From Imperial China to 97 percent of American homes -
Published Wednesday, February 20, 2013 at 1:00 am / Updated at 5:18 pm
From Imperial China to 97 percent of American homes

Ketchup might be our favorite condiment. It’s in 97 percent of American homes, and it’s maybe the only sauce in your fridge that dates back to imperial China.

Here’s a look at ketchup from its early origins to its current spot on our burgers and fries:

The precursor to ketchup wasn’t made of tomatoes but fish. It was a fermented paste of fish entrails, soybeans and other meat products. The sauce was called “ge-thcup” or “koe-cheup” in a Chinese dialect. It was popular among traders and sailors. Eventually, British traders brought it back to England.

A book, “Compleat Housewife,” published in 1727, contained the first English reference to “katchop.” It was made with anchovies, shallots, vinegar, wine and spices. That recipe was reprinted through the 19th century.

Ketchup — made from everything from mushrooms to peppers and grapes — was popular for its salty and vinegary taste. The salt and vinegar also meant it could sit on the shelf for a long time without going bad, which was important in a time without refrigerators.

Mushrooms were the main ingredient in most ketchups in the 18th and 19th centuries.

Tomato ketchup was made with red, green and yellow tomatoes and the resulting sauce looked brown, not bright red like it is now.
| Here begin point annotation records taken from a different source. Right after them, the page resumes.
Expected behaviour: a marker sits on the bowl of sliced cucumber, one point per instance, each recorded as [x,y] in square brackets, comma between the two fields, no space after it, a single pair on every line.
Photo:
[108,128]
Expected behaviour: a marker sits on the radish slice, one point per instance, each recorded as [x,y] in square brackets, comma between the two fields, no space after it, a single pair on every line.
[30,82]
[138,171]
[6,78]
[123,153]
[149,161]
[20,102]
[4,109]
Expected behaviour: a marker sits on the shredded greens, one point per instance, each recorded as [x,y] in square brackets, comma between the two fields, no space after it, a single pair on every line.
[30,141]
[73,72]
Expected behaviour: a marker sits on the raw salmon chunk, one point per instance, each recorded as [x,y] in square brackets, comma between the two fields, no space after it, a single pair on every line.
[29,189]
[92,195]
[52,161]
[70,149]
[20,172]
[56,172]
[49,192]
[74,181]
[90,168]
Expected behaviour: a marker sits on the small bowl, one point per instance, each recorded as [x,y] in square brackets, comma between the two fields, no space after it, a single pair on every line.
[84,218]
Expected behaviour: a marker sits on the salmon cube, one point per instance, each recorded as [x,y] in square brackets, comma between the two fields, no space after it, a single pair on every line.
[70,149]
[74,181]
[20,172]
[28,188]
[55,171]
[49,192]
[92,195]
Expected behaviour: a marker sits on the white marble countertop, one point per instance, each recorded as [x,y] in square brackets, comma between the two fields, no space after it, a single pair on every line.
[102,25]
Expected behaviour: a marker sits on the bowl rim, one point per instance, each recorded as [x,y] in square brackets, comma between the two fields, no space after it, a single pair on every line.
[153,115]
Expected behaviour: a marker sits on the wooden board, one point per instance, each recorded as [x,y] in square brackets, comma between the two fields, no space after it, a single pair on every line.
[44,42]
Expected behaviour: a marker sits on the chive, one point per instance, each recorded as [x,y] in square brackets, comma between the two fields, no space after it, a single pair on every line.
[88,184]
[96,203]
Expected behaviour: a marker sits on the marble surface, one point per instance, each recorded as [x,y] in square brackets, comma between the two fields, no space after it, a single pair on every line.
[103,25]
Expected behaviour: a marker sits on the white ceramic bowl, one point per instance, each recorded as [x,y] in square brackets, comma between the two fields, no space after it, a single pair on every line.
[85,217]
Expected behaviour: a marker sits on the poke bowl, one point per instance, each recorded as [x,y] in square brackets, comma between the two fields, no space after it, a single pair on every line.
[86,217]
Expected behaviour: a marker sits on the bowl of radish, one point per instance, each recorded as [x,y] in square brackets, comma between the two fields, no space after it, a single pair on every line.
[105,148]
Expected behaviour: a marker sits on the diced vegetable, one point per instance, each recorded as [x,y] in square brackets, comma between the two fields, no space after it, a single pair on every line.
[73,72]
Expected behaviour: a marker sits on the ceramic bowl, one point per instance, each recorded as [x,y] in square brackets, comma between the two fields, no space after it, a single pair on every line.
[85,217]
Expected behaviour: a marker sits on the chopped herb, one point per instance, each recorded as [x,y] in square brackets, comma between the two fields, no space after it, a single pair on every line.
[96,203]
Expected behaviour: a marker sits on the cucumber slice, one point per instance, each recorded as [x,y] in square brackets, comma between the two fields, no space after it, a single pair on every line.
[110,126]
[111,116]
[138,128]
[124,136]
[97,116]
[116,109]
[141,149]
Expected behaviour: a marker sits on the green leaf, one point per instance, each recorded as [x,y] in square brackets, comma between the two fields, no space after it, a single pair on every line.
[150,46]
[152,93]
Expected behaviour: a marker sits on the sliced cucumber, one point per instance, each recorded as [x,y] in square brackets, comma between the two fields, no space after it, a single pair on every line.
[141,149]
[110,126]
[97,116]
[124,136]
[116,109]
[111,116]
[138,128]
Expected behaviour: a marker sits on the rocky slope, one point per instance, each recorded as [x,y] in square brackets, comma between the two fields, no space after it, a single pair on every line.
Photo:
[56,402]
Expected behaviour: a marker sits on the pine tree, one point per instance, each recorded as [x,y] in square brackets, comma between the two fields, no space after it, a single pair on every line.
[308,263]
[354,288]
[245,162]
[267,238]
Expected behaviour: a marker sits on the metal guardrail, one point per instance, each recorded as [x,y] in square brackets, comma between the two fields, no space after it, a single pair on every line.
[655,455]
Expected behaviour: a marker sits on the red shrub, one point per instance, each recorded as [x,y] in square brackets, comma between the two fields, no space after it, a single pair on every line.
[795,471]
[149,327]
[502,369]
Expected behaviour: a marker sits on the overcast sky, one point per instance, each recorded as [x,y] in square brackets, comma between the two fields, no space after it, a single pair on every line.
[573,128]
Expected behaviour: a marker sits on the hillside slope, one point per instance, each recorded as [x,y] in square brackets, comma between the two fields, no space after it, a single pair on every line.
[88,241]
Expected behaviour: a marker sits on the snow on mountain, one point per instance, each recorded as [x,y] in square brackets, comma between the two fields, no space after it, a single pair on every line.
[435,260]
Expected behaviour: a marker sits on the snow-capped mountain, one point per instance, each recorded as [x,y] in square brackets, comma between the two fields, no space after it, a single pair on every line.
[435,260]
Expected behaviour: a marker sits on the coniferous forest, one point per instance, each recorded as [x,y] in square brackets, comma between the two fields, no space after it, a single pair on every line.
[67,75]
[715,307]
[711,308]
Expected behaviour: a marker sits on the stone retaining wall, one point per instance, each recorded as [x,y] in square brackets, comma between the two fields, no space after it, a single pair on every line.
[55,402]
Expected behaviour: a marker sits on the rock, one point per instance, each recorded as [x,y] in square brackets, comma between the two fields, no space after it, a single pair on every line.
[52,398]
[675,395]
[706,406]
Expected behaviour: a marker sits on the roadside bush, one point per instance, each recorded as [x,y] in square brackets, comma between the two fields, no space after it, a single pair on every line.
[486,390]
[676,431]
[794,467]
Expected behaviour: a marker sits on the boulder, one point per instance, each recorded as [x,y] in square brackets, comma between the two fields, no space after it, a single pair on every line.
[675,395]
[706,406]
In 1876, Heinz Tomato Ketchup made its debut on store shelves. It was one of America’s first packaged foods and has since dominated the ketchup market.

After Heinz began producing ketchup and the store-bought kind became popular, recipes started to disappear from cookbooks.

In 1890, Heinz adopted its classic glass bottle, which you’ll still find in restaurants.

In 1968, Heinz started putting ketchup in individual packets.

In 1983, Heinz unveiled a plastic, squeezable bottle.

In 1990, ConAgra acquired Beatrice Co., which in turn owned Hunt-Wesson Inc., the producer of Hunt’s ketchup and other tomato products.

In 2000, Heinz brought out green and purple ketchups. Kids dug it; the rest of us didn’t.

In 2010, Hunt’s removed high-fructose corn syrup from its recipe.